Nevada Short Line Railway

Overview
- Locale: Oreana, Nevada
- Dates of operation: 1913–1918

Technical
- Track gauge: 3 ft (914 mm)

= Nevada Short Line Railway =

Defunct railroad in Nevada, USA

The Nevada Short Line Railway (Silver Belt Railroad) was a 12.6 mi, narrow gauge railroad that ran east from Oreana (also known as Nenzel) to the silver mining area of Rochester, Nevada. The railway terminated near, but did not connect with, the Southern Pacific Railroad (SP) in Oreana due to the Nevada Short Line being gauge and the SP being a standard gauge mainline. The railway intended to eventually transition to standard gauge, but this never happened.

The railroad started in 1913 as a sole proprietorship and was incorporated on April 24, 1914.

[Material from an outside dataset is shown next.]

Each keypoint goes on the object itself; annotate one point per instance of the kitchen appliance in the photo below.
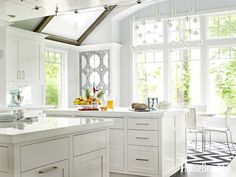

The line only operated for four years. In June 1918, the line was damaged by flooding and the line was abandoned on December 31, 1920.

==Terrain and Route==
The railway operated from Oreana (Nenzel) which was located along the east bank of the Humboldt River at an elevation of 4158 ft above sea level. The railroad continued east through the desert where it had to cross the western edge of the Humboldt Range near Limerick Canyon. The railway had to climb to an altitude of 7200 ft at Rochester. The steep terrain the necessitated the need for a switchback and a 6% grade.

==Locomotives==
The Nevada Short Line had two locomotives.

Nevada Short Line No. 1 - Baldwin-built (Mogul Type) built in 1879 is on static display with a few cars and rests above all other trains on an elevated track at the California State Railroad Museum in Sacramento. The last time the locomotive was run was in 1939-40 for the Golden Gate International Exposition on daily re-enactments of the 1869 Golden Spike ceremony. The locomotive was originally built for the Hobart Mills Company and was sold to the Nevada Short Line in August 1913.

The second engine "Francis," was a 2-truck Heisler locomotive built in 1899 for the Borate and Daggett Railroad and was acquired by the NSL in 1916. It was sold to the Terry Lumber Company at Round Mountain, California.